TITLE:
Thermomechanical Behavior of Ndouloumadjie and Tattaguine’s Millet Involucre Improved Mud Bricks for Their Use in Ecobuilding
AUTHORS:
Déthié Sarr, Hamed Fall, Oustasse A. Sall, Mbaye Niang
KEYWORDS:
Building, Soil Improvement, Millet Involucre, Polynomial Interpolation
JOURNAL NAME:
Geomaterials,
Vol.15 No.1,
December
4,
2024
ABSTRACT: This work’s aim is to participate in local materials (raw or fiber improved), which can be used in sustainable and accessible buildings to every Senegalese. To do this, studied materials are respectively collected from a laterite clay pit in Ndouloumadjie Dembe (Matam, Northern Senegal) and another from a termite mound in Tattaguine (Fatick, Central Senegal). These samples are first subjected to Geotechnical identification tests. Mud bricks are then made with raw or sifted millet involucre improved to 1%, 2%, and 3% at 5 mm sieve samples. These briquettes are subjected to compression tests and thermal evaluations. Lagrange and Newton methods of numeric modelling are used to test the whole mixture points between 1% and 3% millet involucre for a better correlation between mechanical and thermal parameters.
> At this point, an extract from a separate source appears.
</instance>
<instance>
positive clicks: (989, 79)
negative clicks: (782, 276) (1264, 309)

The results show that in Matam, as well as in Tattaguine, these muds, raw or improved, are of good thermomechanical quality when they are used in bricks making. And the thermomechanical coupling quality reaches a maximum situated at 2.125% for Ndouloumadjie and 2.05% for Tattaguine. These briquettes’ building quality depends on the mud content used in iron, aluminum, silica and clay. Thus, same natural materials can be used in the establishment of habitats according to their geotechnical, chemical, mechanical and thermal characteristics.